Project lead: Professor Scott Hazelhurst is based at the Wits Health Consortium (University of the Witwatersrand, South Africa). The Co-PIs are Catherine Kyobutungi (APHRC), Michèle Ramsay and Stephen Tollman (Wits) with a focus on big data in genomics medicine.
The Public Understanding of Big data in Genomics Medicine in Africa (PUBGEM-Africa) based at UCT aims to use empirical methods to address some of the pertinent potential ethical, legal and social implications (ELSI) issues. This is particularly as it relates to models of public engagement in big data use for healthcare and innovation; identifying the equity-oriented roles and responsibilities of stakeholders involved in big data use for genomics person; understanding public attitude to and perceptions towards big data in genomics medicine and the governance of big data; the development of equity-oriented governance frameworks for big data use in genomics medicine; and the setting-up of an ELSI core that will host an ELSI help desk for data science in health in Africa and provide small grants and mentorship support to emerging data science bioethics scholars in Africa.

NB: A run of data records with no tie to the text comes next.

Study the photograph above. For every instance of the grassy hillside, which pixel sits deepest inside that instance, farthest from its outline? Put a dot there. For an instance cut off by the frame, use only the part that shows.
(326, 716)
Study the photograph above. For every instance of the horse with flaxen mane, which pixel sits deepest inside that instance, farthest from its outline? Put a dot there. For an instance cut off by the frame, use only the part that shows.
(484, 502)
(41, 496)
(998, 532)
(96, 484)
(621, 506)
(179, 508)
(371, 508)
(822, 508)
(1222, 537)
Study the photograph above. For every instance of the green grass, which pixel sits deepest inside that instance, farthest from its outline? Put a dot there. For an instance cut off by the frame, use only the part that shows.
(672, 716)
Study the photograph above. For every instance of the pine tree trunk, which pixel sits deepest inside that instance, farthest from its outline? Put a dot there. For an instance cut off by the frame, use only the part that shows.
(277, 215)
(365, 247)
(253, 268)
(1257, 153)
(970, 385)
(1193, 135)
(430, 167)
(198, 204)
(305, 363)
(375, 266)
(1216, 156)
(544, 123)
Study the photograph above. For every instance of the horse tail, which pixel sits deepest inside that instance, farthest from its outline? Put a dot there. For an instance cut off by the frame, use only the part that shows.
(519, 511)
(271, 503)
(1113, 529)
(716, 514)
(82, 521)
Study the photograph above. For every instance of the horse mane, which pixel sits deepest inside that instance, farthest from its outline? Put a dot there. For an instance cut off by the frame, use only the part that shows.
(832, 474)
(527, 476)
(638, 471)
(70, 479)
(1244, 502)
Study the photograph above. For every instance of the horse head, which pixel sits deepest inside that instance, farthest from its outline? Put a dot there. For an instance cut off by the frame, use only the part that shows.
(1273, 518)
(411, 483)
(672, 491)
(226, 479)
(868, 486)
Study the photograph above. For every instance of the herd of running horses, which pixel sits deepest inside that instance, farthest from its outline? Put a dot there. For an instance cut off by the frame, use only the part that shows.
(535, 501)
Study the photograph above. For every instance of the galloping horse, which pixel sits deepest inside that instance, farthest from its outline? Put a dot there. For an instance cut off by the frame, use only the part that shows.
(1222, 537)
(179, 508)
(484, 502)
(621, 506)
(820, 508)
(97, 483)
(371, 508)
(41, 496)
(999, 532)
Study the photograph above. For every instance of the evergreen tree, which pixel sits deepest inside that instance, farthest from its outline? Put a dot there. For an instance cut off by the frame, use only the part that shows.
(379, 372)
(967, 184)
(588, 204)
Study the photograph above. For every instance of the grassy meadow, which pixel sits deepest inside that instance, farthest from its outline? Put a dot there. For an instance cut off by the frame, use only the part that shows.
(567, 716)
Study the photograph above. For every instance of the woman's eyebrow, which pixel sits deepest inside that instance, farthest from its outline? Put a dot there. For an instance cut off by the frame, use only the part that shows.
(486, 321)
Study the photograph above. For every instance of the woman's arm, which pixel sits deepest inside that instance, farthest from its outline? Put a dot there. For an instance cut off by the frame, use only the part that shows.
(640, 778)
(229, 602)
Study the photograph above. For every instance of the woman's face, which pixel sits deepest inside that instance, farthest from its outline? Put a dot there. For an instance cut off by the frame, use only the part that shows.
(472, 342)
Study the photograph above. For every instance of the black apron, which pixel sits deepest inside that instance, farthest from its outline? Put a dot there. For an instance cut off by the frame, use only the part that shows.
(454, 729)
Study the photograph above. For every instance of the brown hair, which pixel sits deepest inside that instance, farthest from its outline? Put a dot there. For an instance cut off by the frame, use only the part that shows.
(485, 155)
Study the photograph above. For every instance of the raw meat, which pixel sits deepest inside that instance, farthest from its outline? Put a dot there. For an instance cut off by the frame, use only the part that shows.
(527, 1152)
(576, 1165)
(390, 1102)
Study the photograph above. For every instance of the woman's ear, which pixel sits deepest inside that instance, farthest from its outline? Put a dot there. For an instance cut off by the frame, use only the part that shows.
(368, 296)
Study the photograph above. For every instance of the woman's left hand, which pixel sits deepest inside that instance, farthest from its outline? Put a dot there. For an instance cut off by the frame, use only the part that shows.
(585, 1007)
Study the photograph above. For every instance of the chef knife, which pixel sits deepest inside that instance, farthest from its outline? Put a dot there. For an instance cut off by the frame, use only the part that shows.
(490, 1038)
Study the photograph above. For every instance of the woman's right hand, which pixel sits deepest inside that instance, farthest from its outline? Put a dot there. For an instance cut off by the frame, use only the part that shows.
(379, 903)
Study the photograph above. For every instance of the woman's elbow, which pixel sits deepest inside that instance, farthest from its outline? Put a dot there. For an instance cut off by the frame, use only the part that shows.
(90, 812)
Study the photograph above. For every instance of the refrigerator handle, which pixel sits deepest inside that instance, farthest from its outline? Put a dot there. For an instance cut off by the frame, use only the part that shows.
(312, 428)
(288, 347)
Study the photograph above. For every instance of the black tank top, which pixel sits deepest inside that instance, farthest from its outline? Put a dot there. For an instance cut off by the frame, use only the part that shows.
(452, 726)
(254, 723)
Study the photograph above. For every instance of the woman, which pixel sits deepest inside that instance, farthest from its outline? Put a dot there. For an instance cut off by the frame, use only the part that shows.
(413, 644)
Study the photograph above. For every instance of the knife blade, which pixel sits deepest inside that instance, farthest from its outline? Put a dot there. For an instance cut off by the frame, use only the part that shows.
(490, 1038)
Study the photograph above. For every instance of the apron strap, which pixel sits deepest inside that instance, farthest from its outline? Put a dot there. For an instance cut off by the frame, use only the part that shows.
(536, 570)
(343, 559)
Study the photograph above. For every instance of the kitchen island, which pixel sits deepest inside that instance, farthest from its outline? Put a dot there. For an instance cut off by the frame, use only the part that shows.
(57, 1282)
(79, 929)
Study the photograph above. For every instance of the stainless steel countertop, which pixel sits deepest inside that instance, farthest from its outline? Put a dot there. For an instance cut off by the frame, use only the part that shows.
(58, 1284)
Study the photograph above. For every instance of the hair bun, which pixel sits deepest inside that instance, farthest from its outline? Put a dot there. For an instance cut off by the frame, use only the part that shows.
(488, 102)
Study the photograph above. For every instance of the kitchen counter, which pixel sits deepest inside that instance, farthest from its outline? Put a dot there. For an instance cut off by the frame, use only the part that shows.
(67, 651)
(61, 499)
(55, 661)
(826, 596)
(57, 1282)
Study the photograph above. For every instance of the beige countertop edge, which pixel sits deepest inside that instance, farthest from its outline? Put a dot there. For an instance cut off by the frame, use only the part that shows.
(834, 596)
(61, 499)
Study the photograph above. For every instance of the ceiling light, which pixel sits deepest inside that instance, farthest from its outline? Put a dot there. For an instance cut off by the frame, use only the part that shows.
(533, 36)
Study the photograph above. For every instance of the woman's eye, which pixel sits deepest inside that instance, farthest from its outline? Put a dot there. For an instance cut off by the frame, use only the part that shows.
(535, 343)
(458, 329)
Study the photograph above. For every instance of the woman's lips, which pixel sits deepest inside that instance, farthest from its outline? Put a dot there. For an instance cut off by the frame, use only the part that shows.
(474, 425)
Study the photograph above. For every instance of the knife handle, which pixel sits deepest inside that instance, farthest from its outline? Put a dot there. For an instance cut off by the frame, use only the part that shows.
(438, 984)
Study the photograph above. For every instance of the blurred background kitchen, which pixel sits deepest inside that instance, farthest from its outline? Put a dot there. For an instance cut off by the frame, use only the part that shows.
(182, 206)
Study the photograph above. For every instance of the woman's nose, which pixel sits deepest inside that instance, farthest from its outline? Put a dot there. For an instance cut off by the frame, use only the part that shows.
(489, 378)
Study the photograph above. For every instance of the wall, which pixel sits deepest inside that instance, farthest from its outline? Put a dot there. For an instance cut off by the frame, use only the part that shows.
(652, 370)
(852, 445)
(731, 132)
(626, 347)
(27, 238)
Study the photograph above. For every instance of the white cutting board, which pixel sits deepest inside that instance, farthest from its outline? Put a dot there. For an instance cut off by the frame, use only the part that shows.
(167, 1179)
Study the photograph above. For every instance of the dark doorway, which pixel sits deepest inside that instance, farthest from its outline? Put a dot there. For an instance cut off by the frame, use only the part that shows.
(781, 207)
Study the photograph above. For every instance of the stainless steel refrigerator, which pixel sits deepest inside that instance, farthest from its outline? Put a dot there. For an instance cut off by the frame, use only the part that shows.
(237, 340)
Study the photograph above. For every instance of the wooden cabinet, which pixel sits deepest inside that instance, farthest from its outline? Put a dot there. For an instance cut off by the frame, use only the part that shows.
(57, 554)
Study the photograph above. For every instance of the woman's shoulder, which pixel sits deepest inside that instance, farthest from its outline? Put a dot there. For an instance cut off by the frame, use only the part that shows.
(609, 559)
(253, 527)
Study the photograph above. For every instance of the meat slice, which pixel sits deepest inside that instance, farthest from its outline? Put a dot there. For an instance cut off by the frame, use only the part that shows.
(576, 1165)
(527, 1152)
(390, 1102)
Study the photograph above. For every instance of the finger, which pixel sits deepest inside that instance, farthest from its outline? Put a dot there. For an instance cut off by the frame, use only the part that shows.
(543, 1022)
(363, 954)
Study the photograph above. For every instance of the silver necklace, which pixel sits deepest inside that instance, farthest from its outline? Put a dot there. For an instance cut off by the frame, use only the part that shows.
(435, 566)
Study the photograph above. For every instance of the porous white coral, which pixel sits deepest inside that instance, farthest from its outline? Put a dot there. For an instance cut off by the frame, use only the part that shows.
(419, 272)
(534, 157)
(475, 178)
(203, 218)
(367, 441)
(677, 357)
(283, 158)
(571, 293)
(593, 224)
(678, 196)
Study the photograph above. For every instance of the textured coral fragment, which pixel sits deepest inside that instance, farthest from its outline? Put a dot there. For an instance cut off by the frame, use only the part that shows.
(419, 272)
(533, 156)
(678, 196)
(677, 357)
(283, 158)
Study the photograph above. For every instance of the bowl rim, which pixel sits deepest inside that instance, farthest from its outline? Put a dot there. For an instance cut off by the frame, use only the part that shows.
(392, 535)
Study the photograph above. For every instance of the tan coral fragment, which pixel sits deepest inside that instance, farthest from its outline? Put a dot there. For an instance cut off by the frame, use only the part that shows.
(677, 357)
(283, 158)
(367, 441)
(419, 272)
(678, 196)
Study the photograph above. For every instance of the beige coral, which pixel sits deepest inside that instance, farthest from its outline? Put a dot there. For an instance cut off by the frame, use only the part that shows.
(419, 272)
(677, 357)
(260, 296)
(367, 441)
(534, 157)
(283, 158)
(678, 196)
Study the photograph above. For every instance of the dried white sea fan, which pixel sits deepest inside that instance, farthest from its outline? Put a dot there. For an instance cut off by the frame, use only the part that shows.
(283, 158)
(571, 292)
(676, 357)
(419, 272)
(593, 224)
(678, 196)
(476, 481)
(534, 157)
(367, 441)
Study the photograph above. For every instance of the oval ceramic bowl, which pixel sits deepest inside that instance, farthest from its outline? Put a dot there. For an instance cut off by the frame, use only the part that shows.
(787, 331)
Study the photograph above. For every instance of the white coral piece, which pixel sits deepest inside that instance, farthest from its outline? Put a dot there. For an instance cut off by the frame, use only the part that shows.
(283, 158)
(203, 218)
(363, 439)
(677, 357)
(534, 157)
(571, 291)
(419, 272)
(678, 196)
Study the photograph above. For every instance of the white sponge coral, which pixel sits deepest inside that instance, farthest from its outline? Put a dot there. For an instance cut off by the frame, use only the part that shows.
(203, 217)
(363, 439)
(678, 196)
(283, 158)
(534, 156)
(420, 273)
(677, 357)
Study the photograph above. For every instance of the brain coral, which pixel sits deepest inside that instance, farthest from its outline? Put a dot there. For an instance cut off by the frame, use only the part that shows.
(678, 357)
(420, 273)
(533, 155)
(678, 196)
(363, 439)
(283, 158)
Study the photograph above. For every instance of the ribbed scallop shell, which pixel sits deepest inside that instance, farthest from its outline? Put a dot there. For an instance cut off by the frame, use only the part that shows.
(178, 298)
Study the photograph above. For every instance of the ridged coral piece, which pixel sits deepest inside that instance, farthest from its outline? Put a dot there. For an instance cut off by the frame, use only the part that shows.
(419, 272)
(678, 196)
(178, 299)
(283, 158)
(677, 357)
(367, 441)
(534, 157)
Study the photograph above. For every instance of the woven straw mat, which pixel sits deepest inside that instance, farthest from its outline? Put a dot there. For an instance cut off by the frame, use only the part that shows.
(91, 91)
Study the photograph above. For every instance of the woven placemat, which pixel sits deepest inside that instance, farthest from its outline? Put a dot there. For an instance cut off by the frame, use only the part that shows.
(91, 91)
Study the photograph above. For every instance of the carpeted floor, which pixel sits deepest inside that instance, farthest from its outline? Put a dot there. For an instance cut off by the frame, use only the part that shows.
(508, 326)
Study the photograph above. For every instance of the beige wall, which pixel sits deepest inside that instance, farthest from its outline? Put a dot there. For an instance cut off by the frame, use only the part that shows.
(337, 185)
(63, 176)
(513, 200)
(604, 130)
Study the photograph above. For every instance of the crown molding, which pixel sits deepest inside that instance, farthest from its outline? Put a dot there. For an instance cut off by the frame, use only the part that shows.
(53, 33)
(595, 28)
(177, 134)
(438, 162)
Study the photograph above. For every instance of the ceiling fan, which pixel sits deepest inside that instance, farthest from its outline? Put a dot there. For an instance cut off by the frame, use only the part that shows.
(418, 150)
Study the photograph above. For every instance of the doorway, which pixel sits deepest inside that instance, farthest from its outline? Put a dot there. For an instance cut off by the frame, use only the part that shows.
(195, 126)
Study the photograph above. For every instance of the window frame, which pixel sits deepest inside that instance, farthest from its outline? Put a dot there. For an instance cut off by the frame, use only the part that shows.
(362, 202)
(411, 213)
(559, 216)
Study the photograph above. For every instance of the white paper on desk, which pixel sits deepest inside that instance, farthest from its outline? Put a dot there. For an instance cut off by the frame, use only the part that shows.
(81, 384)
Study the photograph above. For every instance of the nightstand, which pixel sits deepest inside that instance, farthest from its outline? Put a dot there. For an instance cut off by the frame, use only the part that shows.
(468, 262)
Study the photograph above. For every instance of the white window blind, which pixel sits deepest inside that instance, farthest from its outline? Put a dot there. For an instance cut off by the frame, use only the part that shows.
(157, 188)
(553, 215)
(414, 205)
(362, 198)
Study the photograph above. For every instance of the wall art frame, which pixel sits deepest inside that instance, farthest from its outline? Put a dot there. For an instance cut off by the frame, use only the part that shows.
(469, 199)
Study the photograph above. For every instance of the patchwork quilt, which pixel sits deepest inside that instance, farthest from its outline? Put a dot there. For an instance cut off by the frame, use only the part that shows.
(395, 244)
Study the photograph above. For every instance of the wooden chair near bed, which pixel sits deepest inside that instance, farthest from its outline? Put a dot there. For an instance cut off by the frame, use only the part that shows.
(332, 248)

Project Lead: Ambroise Wonkam, based at the University of Cape Town, is a Professor of medical genetics and Director of GeneMAP (Genetic Medicine of African Populations). His research interests are reflected in more than 130 peer-reviewed publications. His research focuses on Sickle Cell Disease (SCD and Genetics of hearing loss in Africa. Wonkam is president of the African Society of Human Genetics and current chair of the steering committee of the H3Africa consortium, Board member of the International Federation of Human Genetics Societies, and steering committee’s member of the Global Genetic Medicine Collaborative (G2MC).